MS: It’s usually some kind of lyrical start. Sometimes it’s a lot. I remember with “Whatever We Are,” I wrote the first two verses of that on a drive back from South Carolina, about a six hour drive. Over that drive, I carved out how I wanted the phrasing to go and what I wanted to say. I brought those two verses in to my co-writers. That was the biggest chunk that I’d call a “start.” With “Mercy Rising,” I just had that idea and I wanted to figure out how to get it across. But it was just the two words. I guess they all started with some kind of lyric idea. I know people who sit down and start playing, then come up with an idea, but lately I’ve been starting with, “What do I want to say? How does the lyric feel? Does it want to be slow, does it want to be rocking?” The lyric is usually what dictates.
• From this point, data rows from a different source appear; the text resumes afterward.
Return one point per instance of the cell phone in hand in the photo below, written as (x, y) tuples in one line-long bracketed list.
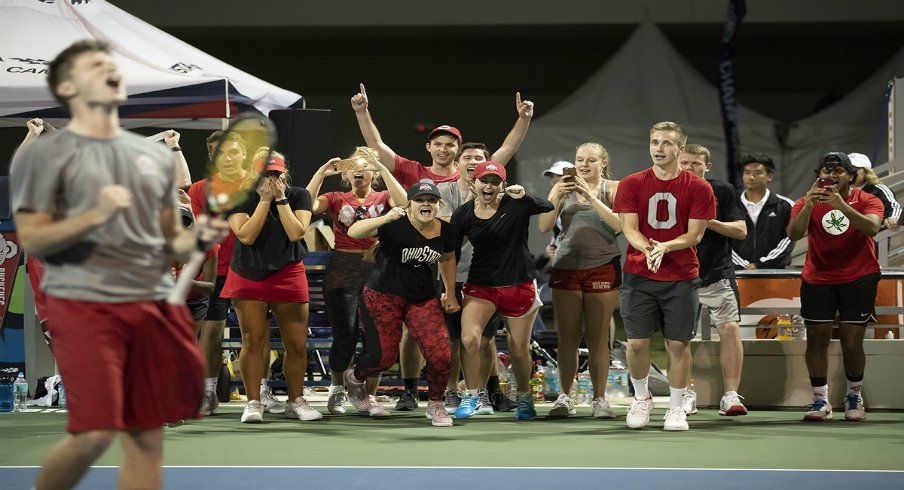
[(568, 174)]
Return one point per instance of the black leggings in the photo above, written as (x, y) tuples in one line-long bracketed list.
[(343, 281)]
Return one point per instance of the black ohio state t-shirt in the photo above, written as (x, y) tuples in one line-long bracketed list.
[(405, 257)]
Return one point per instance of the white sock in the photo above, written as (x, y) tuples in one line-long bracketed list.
[(675, 396), (641, 388), (821, 392)]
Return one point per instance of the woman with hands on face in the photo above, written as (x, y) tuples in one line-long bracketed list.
[(586, 272), (401, 289), (267, 273), (347, 271)]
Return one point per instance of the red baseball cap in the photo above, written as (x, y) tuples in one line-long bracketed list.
[(446, 129), (489, 168)]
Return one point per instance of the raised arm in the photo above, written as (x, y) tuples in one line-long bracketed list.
[(369, 130), (515, 137)]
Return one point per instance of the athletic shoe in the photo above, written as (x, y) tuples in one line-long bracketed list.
[(639, 413), (407, 401), (436, 412), (270, 403), (731, 405), (501, 403), (357, 394), (468, 405), (689, 402), (675, 419), (853, 407), (336, 402), (299, 408), (601, 409), (819, 411), (524, 407), (563, 407), (483, 404), (453, 400), (374, 409), (254, 413), (210, 403)]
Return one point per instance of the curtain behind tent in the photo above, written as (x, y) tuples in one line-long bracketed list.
[(646, 81)]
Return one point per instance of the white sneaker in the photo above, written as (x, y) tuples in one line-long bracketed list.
[(853, 407), (336, 403), (819, 411), (254, 413), (270, 403), (675, 419), (299, 408), (639, 413), (374, 409), (437, 414), (731, 405), (689, 402), (562, 408), (210, 404), (601, 409), (357, 393)]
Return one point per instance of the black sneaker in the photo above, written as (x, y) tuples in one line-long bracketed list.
[(500, 402), (407, 401)]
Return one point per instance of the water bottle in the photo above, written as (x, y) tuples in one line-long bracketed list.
[(20, 393), (61, 393), (585, 389), (552, 380), (6, 394)]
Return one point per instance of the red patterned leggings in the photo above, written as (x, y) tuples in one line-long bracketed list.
[(382, 316)]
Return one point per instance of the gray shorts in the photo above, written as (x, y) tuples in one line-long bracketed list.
[(721, 299), (646, 304)]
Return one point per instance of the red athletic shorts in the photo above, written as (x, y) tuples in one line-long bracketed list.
[(126, 366), (602, 279), (511, 301), (288, 285)]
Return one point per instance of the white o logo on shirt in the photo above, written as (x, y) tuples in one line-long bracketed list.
[(835, 222), (653, 206)]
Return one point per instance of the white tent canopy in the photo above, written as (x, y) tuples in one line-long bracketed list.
[(852, 124), (646, 81), (166, 78)]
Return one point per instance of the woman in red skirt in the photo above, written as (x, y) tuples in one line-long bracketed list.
[(266, 273)]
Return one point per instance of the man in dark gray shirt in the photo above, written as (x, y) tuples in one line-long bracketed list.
[(98, 205)]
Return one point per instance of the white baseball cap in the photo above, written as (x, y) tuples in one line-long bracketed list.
[(557, 168), (860, 160)]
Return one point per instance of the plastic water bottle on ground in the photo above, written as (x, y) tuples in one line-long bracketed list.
[(20, 393), (585, 389)]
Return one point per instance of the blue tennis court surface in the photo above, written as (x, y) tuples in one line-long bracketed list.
[(394, 478)]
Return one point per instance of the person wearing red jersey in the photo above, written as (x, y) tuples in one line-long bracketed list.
[(840, 276), (664, 213), (347, 271)]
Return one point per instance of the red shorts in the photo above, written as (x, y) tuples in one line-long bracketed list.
[(127, 366), (511, 301), (35, 270), (602, 279), (288, 285)]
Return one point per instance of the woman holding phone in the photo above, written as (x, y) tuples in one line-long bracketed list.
[(266, 273), (586, 272)]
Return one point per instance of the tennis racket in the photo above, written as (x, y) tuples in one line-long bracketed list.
[(241, 154)]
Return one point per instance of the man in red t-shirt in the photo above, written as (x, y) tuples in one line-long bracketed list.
[(840, 276), (664, 213)]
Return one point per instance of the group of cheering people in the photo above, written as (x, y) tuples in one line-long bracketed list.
[(99, 206)]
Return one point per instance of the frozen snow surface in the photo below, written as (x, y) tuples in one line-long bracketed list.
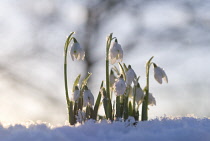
[(159, 129)]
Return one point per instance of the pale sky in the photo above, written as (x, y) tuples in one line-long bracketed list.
[(185, 59)]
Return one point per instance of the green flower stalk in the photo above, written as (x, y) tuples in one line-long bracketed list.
[(144, 115), (76, 53), (109, 105)]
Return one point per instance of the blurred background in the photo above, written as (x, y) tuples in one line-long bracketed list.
[(33, 33)]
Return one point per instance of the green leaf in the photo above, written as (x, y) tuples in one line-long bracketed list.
[(116, 70), (76, 82), (71, 113), (84, 82), (130, 109), (125, 67), (122, 71), (96, 107)]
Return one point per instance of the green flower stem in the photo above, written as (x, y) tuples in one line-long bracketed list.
[(144, 116), (68, 40), (134, 99), (125, 113), (109, 105), (118, 107)]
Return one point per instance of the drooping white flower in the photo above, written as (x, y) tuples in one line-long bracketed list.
[(139, 94), (112, 78), (159, 74), (77, 52), (119, 86), (115, 52), (151, 100), (81, 116), (130, 75), (76, 93), (88, 98)]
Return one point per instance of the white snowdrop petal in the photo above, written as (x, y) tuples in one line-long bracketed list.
[(120, 87), (112, 80), (115, 53), (151, 100), (76, 95), (88, 98), (77, 52), (130, 75), (139, 95)]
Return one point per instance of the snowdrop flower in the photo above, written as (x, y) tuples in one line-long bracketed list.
[(119, 86), (159, 74), (139, 95), (151, 100), (81, 116), (112, 78), (88, 98), (76, 93), (115, 52), (130, 75), (77, 51)]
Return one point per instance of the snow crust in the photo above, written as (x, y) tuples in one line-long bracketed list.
[(159, 129)]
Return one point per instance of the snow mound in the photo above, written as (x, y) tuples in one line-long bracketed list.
[(159, 129)]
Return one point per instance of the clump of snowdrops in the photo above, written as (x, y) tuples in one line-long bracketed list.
[(121, 95)]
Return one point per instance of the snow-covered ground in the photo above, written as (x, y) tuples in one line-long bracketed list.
[(159, 129)]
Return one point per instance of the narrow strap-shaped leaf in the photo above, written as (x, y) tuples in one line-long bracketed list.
[(71, 113), (125, 67), (122, 71), (76, 82), (84, 82), (96, 107), (116, 70), (130, 109)]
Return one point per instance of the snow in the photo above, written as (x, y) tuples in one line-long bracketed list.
[(159, 129)]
AH: I think that the song “Whatever We Are” is also a devastating song in a good way. It goes to the next level in terms of honesty, of real experiences and emotions that are hard to articulate. That song really goes in for Country elements in terms of sound, though there are a lot of different sound approached on the album.
MS: That one speaks directly to our point, since once I had the meter and the lyrics of the first two verses, it really wanted to be 6/8. Once it was 6/8 and it wrapped around to the title, it felt like the title should also be the end of the chorus. Those elements meant that it had to sound like a Country song from the ’50s. And the lyrics showed us that. Everything is totally true in that song. I actually wanted to take the point of view of a slightly more evolved version of me.
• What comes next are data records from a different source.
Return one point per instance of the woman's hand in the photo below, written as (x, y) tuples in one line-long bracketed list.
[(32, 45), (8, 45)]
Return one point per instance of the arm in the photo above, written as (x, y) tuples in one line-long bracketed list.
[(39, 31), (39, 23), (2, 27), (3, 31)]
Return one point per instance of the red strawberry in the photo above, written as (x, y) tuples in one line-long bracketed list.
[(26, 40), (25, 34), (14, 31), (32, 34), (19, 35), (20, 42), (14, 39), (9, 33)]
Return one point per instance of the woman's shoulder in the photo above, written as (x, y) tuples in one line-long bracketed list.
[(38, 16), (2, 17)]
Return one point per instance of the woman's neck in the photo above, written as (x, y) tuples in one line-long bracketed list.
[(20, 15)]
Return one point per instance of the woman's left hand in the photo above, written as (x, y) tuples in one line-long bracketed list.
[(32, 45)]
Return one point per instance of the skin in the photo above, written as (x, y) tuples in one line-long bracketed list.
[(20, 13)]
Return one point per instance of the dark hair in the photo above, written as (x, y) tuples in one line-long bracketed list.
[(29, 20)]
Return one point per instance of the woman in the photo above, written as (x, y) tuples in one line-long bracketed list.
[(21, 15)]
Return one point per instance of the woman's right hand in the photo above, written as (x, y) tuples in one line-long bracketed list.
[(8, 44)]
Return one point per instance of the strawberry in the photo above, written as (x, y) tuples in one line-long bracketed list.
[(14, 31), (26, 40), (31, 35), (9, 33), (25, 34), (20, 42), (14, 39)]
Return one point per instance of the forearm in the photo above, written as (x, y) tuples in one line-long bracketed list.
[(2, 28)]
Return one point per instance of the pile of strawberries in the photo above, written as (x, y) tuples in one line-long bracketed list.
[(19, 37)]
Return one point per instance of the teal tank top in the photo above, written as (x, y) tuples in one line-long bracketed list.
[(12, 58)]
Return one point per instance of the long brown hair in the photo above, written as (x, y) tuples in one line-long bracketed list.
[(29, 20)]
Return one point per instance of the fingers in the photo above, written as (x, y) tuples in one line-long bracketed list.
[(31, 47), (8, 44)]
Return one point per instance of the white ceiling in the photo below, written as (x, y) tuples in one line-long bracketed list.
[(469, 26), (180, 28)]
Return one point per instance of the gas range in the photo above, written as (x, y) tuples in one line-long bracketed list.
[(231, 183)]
I wanted to occupy the position of how I wanted to feel, because I wasn’t quite there yet. I was still carrying around resentment, angst, and confusion that weren’t helping me at all. It was time to be okay with things and love no matter what. Writing from that point of view of how I wanted to feel really helped, and I think I’m going to do that some more. If I’m offered to play a song live, I usually play it, because every time I play it, I get a little closer to really feeling that way.
AH: That’s a really cool idea, that a song continues to progressively create change. There are so many interesting songs on this album, and a particularly punchy one is “Nice Girl.” I love the evolving narrative in it.
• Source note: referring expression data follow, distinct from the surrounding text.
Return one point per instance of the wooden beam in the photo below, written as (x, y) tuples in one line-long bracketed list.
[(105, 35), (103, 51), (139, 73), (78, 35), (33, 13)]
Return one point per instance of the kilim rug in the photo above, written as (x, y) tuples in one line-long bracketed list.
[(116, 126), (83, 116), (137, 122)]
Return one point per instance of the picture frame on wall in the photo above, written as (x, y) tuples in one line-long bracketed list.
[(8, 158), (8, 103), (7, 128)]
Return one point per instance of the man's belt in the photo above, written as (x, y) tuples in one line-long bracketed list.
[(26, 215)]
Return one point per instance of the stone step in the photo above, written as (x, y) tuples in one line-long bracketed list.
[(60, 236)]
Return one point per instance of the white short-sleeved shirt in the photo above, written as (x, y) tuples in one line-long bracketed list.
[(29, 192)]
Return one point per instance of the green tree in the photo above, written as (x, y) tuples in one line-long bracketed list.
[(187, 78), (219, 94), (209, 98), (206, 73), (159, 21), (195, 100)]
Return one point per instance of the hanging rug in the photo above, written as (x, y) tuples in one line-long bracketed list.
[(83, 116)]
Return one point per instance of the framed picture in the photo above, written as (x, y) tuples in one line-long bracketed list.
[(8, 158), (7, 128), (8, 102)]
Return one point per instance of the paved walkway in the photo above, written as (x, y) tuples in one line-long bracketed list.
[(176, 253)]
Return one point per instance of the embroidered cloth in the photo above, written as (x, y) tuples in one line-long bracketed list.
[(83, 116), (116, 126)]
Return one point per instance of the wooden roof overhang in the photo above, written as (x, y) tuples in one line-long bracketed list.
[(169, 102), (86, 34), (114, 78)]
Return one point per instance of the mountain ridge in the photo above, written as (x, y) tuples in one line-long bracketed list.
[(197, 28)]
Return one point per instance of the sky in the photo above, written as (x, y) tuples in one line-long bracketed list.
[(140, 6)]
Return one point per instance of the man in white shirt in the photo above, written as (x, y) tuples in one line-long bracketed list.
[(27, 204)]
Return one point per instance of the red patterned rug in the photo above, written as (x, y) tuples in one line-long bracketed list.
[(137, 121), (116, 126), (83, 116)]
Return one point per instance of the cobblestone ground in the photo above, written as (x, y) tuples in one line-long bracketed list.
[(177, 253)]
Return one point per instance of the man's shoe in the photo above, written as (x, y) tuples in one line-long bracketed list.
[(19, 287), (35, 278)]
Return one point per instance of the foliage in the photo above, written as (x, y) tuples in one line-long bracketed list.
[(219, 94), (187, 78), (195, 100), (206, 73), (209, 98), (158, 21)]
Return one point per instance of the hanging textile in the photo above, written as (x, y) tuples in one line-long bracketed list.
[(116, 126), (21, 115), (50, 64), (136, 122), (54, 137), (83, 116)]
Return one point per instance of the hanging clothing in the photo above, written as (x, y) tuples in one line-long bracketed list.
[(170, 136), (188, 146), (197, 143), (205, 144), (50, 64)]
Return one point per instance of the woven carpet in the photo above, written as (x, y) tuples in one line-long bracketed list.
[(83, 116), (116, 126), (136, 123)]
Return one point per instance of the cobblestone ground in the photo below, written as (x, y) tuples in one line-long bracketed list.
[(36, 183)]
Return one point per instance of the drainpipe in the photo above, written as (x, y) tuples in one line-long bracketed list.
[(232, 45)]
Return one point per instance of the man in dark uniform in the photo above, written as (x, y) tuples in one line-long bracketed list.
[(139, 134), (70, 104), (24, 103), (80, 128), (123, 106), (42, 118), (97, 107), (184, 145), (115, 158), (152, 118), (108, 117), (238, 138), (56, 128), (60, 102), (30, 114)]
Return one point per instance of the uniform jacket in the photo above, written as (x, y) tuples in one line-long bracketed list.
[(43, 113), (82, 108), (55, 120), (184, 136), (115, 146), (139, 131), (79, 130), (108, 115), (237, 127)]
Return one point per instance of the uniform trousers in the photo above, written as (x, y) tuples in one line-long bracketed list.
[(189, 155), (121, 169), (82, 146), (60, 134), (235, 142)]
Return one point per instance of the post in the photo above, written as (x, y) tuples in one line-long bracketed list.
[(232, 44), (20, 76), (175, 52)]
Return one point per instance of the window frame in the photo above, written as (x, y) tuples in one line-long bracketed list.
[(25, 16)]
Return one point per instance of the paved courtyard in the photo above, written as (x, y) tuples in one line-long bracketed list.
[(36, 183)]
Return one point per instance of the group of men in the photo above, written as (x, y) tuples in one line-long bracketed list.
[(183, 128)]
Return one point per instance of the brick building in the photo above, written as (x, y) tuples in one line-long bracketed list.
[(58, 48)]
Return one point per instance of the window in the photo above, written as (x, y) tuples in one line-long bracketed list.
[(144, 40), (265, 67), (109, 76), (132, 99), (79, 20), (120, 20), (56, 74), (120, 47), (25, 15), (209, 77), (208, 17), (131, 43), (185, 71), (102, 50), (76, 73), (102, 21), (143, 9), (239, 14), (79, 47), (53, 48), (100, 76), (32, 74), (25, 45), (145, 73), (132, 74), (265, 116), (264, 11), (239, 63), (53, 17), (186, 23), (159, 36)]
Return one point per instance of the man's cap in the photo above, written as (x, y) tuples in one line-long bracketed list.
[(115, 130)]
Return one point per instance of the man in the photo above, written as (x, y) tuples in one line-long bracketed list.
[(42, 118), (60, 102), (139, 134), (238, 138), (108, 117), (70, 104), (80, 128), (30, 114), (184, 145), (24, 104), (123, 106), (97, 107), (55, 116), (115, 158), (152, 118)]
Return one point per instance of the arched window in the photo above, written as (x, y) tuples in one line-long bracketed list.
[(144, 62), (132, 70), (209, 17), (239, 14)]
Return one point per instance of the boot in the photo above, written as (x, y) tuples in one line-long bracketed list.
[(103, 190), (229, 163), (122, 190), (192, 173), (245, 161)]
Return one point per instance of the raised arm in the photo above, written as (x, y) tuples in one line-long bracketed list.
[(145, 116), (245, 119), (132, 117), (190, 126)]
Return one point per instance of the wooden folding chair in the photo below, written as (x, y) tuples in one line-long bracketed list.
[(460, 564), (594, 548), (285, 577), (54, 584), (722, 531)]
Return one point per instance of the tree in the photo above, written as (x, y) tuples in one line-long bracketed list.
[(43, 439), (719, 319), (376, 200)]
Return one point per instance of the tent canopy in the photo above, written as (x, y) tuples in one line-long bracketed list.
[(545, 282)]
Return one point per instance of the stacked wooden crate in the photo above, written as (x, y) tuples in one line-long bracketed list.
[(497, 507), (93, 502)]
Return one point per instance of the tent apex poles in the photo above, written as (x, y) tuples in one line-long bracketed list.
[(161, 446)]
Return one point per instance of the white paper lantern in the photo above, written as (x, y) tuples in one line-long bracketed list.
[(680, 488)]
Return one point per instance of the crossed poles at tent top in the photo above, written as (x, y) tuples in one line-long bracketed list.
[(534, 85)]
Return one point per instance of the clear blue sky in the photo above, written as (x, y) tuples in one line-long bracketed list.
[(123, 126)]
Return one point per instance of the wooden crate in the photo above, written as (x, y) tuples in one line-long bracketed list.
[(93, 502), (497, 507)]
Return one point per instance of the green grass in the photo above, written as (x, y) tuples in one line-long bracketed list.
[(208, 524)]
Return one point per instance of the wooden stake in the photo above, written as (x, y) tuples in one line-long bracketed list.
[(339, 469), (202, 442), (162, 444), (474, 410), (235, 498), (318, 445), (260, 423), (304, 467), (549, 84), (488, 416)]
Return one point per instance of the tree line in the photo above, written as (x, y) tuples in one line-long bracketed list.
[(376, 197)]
MS: My favorite part about it is that it leads you to think it’s going to be sweet. My soon-to-be ex-wife said that to me word for word. We are really close friends now, but this was during the really hard year of 2018. We were sitting on the couch redefining who we were going to be after 21 years of being together. She said, “You know what? It’s okay. I know you’re going to make some nice girl miserable someday.” We just paused and then she said, “You’re going to write a song out of that, aren’t you? You just thought, ‘That’s going to be a great song line’, didn’t you?” And I said, “Of course I did!” We just laughed our asses off for about an hour. It sounds kind of crazy, but that was a killer icebreaker. She’s given me some great song ideas over the years.
AH: I have so much respect that you wrote this song about something someone said to YOU and you are just putting that out there. I wouldn’t have known one way or the other based on the song. That’s bravery right there. This is also a song that morphs out of traditional sounds and ideas but is startling.
MS: We wanted to set it up in a sweet way so that people didn’t realize that it was going to go dark. We wanted the mean line to happen over the sweet chords.